日本は「令和の恐慌」を回避できるか? 自民党で“消費税減税”議論が活発化の背景
#政治 #消費税
新型コロナウイルスの世界的な感染拡大が世界経済に大きな悪影響を与える中、国内では新型コロナの経済対策として、消費税の一時凍結や消費税率の引き下げについての議論が活発化している。
3月11日、自民党の若手議員の有志による議員連盟「日本の未来を考える勉強会」が「『令和の恐慌』回避のための 30兆円規模の補正予算編成に関する提言」をまとめ、政府に提出した。
同提言では、「30兆円規模の補正予算を編成し、財源には躊躇なく国債を発行して それに充てること。なお、2025 年のプライマリーバランス黒字化目標は当分の間延期すること」に加え、「消費税は当分の間軽減税率を0%とし、全品目軽減税率を適用すること(消費税法の停止でも可)。なお、消費税の減税のタイミングとして6月を目指し、各種調整を速やかに行うこと」などが盛り込まれている。

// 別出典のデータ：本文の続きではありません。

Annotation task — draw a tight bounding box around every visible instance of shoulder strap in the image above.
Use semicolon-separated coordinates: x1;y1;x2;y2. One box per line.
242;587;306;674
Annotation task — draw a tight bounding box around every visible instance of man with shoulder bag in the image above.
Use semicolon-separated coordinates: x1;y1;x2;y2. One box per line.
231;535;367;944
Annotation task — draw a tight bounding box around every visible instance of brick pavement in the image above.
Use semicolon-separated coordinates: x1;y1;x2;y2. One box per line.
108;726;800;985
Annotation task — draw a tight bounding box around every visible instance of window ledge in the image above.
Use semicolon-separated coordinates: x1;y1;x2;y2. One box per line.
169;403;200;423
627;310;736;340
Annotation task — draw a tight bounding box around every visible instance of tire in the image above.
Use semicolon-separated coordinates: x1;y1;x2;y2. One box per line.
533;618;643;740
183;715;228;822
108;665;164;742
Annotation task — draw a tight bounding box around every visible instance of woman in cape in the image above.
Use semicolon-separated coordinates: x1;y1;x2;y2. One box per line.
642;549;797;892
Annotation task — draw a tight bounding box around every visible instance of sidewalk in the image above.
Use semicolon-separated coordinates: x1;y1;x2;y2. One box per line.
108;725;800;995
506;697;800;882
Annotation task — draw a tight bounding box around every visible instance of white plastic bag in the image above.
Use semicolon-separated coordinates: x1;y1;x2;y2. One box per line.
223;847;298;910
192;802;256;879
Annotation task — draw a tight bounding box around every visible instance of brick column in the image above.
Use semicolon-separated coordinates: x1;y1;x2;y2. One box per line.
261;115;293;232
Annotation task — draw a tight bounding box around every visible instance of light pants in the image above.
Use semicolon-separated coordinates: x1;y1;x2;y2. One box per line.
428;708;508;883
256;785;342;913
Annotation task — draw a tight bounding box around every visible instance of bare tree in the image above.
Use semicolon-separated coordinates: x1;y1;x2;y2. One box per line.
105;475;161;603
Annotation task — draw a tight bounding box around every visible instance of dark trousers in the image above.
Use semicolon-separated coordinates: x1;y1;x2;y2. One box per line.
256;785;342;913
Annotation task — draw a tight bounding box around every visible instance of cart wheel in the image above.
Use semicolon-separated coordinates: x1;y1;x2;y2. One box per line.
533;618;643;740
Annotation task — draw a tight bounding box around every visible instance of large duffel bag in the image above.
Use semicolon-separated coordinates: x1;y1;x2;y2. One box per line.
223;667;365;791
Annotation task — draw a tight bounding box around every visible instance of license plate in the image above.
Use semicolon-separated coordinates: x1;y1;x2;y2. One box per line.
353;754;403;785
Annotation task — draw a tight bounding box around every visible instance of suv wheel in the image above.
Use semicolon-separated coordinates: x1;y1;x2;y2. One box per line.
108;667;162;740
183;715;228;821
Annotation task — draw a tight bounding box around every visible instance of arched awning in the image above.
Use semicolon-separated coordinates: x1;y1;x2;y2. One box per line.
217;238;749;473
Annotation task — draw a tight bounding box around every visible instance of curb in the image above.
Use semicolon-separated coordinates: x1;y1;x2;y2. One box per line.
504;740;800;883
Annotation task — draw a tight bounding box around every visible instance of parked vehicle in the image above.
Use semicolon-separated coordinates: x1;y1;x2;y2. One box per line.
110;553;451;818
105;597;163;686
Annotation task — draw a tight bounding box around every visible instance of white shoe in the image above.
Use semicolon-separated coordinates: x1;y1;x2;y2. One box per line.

れいわ新選組が消費税の廃止を主張し、立憲民主党が消費税率5%への引き下げを議論する中、与党・自民党では消費税廃止や税率引き下げの議論はまったくなかったのだから、自民党の中からこうした提言が出てきたことは驚きだ。
確かに、新型コロナの経済対策として、消費税の一時凍結や消費税率の引き下げに言及しているエコノミストや経済評論家が出てきていた。しかし、2019年7月の参議院選挙で自民党は、10月からの消費税率10%への引き上げを“既成事実”と捉え、選挙の争点にすらしなかった。その自民党議員の中から消費税の一時凍結という提言が出てきたということは、それだけ新型コロナの経済に与えるダメージが大きいということだ。
2月17日に内閣府が発表した19年10~12月期のGDP(国内総生産)速報値は実質季節調整値で前期比1.6%減、年率換算で6.3%減となった。同日の衆院予算委員会で、安倍晋三首相は、「主に個人消費の(2019年10月の)消費税率引き上げに伴う一定程度の反動減に加え、台風や暖冬の影響を受けた」と要因を分析した。
しかし昨年12月までの数値であるこのGDPの減速には、当然ながら新型コロナの影響は含まれていない。問題なのは、新型コロナの感染が世界中に急拡大し、世界経済が大きな悪影響を受けており、今後、一段と悪化することだ。これに対して、十分な経済対策を行う必要がある。その点では、消費税の一時凍結や消費税率の引き下げは有効な手段となりそうだ。
3月10日、政府は「新型コロナウイルス感染症に関する緊急対応策」の第2弾を発表した。だが、休校中の児童の保護者ではない自営業・フリーランスやアルバイト・パートで生計を立てている人たちは休業補償を受けられず “こぼれ落ちる”こととなった。
その点では、消費税の一時凍結や消費税率の引き下げは、保護者か否かは問わず、雇用の形態に関わりなく、年金受給者なども漏れなく恩恵を受けることができる。そもそも、消費税には所得の少ない人ほど負担が大きくなるという“逆進性”がある。つまり、消費税の一時凍結や消費税率の引き下げは、所得が少ない人にとっても恩恵があるということだ。
新型コロナへの経済対策では、3月9日にトランプ米国大統領が20年末までの給与税の減免に言及した。翌10日の参議院財政金融委員会では、麻生太郎財務相が減税について「景気対策として減税が一案というのは世界の潮流。反対するつもりはない」と答弁している。
では、実際に消費税の引き下げや一時凍結が行われたことはあるのだろうか。イギリスでは、08年9 月のリーマン・ ショック後に同年12月から期限を限定して、日本の消費税にあたる「付加価値税率」が引き下げられた。
イギリスは財務省が省令により付加価値税率を変更することができる仕組みとなっている。ただし、「その時の税率の25%以内での変更」と「期限を1年以内」としている。これにより、当時17.5%だった付加価値税は15%に引き下げられた。また、カナダでも7%だった付加価値税率が、政権交代により06年7月に6%、08年1月に5%に引き下げられた例がある。
両国とも、その後、付加価値税率は引き上げられているが、リーマン・ ショックによる経済危機に付加価値税率の引き下げを経済対策として打ち出したイギリスのように、日本も安倍晋三政権が“英断”を下せば、消費税の引き下げや一時凍結を経済対策の“目玉”として打ち出せるはずだ。